As part of my research into optimizing 3D content delivery for dynamic virtual worlds, I needed to compare two screenshots of a rendering of a scene and come up with an
objective measure for how different the images are. For example, here are two images that I want to compare:
As you can clearly see, the image on the left is missing some objects, and the texture for the terrain is a lower resolution. A human could look at this and notice the difference, but I needed a numerical value to measure
how different the two images are.
This is a problem that has been well-studied in the vision and graphics research communities. The most common algorithm is the
Structural Similarity Image Metric (SSIM), outlined in the 2004 paper
Image Quality Assessment: From Error Visibility to Structural Similarity by Wang, et al. The most common previous methods were
PNSR and
RMSE, but those metrics didn't take into account the
perceptual difference between the two images. Another metric that takes into account perception is the 2001 paper
Spatiotemporal Sensitivity and Visual Attention for Efficient Rendering of Dynamic Environments by Yee, et al.
I wanted to compare a few of these metrics to try and see how they differ. Zhou Wang from the 2004 SSIM paper maintains a
nice site with some information about SSIM and comparisons to other metrics.
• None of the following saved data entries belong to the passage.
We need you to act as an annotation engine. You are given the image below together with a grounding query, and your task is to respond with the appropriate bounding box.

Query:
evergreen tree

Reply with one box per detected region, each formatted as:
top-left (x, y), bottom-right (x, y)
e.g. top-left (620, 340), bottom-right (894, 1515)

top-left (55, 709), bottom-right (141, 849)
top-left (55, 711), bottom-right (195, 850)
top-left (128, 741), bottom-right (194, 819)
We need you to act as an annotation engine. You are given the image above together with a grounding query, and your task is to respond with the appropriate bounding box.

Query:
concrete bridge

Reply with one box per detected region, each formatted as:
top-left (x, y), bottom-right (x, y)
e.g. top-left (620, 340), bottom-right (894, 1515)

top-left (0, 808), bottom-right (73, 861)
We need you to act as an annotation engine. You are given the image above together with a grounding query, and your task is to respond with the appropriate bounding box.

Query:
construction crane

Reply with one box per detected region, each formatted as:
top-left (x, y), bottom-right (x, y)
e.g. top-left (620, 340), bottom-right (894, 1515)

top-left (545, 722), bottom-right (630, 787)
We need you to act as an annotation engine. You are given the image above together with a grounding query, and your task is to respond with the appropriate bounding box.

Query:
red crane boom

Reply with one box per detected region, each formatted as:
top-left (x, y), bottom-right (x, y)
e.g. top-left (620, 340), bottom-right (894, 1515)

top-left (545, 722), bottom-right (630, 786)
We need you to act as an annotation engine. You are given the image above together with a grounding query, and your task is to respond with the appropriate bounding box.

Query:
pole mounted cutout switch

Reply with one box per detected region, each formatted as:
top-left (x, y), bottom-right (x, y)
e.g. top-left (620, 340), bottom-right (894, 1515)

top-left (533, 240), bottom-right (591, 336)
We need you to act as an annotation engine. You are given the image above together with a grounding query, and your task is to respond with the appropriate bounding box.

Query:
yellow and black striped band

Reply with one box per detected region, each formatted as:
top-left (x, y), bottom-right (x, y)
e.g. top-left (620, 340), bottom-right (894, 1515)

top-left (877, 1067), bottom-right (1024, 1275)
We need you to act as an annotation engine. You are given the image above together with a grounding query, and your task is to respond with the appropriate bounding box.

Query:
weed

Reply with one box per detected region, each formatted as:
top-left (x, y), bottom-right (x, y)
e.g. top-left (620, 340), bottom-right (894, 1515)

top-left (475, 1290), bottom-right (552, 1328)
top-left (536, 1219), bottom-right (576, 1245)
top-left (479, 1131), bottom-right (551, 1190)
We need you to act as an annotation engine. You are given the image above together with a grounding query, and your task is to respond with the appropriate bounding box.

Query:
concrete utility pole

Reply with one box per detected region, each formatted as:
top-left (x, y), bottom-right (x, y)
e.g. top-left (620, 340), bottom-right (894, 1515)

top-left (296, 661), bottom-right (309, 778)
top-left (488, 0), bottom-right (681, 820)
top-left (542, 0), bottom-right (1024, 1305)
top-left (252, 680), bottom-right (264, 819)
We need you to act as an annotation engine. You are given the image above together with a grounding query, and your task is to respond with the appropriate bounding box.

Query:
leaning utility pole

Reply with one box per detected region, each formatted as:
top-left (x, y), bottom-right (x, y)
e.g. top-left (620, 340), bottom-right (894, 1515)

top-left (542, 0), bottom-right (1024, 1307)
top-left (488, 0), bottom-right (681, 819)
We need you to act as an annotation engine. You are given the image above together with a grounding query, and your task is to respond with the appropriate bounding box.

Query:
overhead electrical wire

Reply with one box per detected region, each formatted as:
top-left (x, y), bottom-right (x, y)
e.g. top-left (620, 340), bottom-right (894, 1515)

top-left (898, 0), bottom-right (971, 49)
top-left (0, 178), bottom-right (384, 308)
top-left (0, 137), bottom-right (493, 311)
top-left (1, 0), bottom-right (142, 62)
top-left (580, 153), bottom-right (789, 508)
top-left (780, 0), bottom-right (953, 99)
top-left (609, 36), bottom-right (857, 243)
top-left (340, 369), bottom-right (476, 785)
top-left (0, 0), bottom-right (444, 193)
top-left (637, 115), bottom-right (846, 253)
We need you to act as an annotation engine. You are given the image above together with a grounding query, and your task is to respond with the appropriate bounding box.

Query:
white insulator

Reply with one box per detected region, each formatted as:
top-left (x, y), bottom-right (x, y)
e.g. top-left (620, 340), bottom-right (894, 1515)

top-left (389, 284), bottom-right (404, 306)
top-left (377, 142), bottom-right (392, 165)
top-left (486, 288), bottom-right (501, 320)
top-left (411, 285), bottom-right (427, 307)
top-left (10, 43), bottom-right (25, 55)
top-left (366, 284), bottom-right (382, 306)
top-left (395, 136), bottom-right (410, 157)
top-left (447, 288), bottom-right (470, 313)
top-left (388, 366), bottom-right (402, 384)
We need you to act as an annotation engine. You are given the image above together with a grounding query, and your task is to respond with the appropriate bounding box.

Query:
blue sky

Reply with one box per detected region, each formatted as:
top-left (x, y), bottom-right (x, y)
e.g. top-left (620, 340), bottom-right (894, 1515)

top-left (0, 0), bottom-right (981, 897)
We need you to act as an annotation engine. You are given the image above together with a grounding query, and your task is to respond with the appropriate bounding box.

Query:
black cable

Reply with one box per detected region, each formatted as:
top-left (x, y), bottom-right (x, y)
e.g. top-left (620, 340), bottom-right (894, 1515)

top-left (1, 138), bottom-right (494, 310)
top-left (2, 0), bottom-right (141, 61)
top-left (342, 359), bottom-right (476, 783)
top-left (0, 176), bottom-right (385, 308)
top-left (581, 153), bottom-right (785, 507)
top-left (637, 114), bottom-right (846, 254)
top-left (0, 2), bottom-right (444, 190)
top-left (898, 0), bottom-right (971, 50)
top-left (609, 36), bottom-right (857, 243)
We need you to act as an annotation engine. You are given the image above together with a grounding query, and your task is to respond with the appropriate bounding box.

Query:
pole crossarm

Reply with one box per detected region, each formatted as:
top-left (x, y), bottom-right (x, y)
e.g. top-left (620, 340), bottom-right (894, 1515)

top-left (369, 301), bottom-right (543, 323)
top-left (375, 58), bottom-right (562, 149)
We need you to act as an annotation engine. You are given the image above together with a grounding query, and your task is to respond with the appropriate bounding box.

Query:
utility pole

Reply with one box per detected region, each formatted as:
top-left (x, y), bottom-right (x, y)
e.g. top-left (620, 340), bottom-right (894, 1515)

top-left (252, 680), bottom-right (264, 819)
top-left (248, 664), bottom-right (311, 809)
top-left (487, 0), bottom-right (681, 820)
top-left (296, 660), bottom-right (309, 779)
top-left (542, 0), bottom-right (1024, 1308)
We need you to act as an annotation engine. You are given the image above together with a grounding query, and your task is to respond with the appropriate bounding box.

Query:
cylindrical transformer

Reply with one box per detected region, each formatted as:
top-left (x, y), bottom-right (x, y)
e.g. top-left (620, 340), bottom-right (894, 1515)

I decided to start by taking the images of Einstein he created, labeled as Meanshift, Contrast, Impulse, Blur, and JPG:
The comparison programs I chose were
pyssim for SSIM,
perceptualdiff for the 2001 paper, and the
compare command from ImageMagick for RMSE and PNSR. The results I came up with for those five images of Einstein:
As you can see, PNSR and RMSE are pretty much useless at comparing these images. It treats them all equally. Note that the SSIM values are actually inverted so that lower values mean a lower error rate for both the SSIM and perceptualdiff graphs. The SSIM and perceptualdiff metrics seem to agree on Meanshift and JPG, but have a reverse ordering of the error rates for Contrast, Impulse, and Blur.
To get a better idea of how these algorithms would work for
my dataset, I took an example run of my scene rendering. This is a series of screenshots over time, with both the ground truth, correct image, and an image I want to compare to it. I plotted the error values for all of the four metrics over time:
Here we see a different story. RMSE and SSIM seem to be almost identical (with respect to their scale) and PNSR (inverted) and perceptualdiff also show similar shapes. All of the metrics seem to compare about equally in this case. You can find the code for generating these two graphs in my repository
image-comparison-comparison on GitHub.
I think the moral of the story is make sure you explore multiple options for your dataset. Your domain might be different from other areas where the relevant algorithms were applied. I actually ended up using perceptualdiff because it gives a nice, intuitive output value: the number of pixels perceptually different in the two images, and because it supports MPI, so it runs
really fast on machines with 16 cores.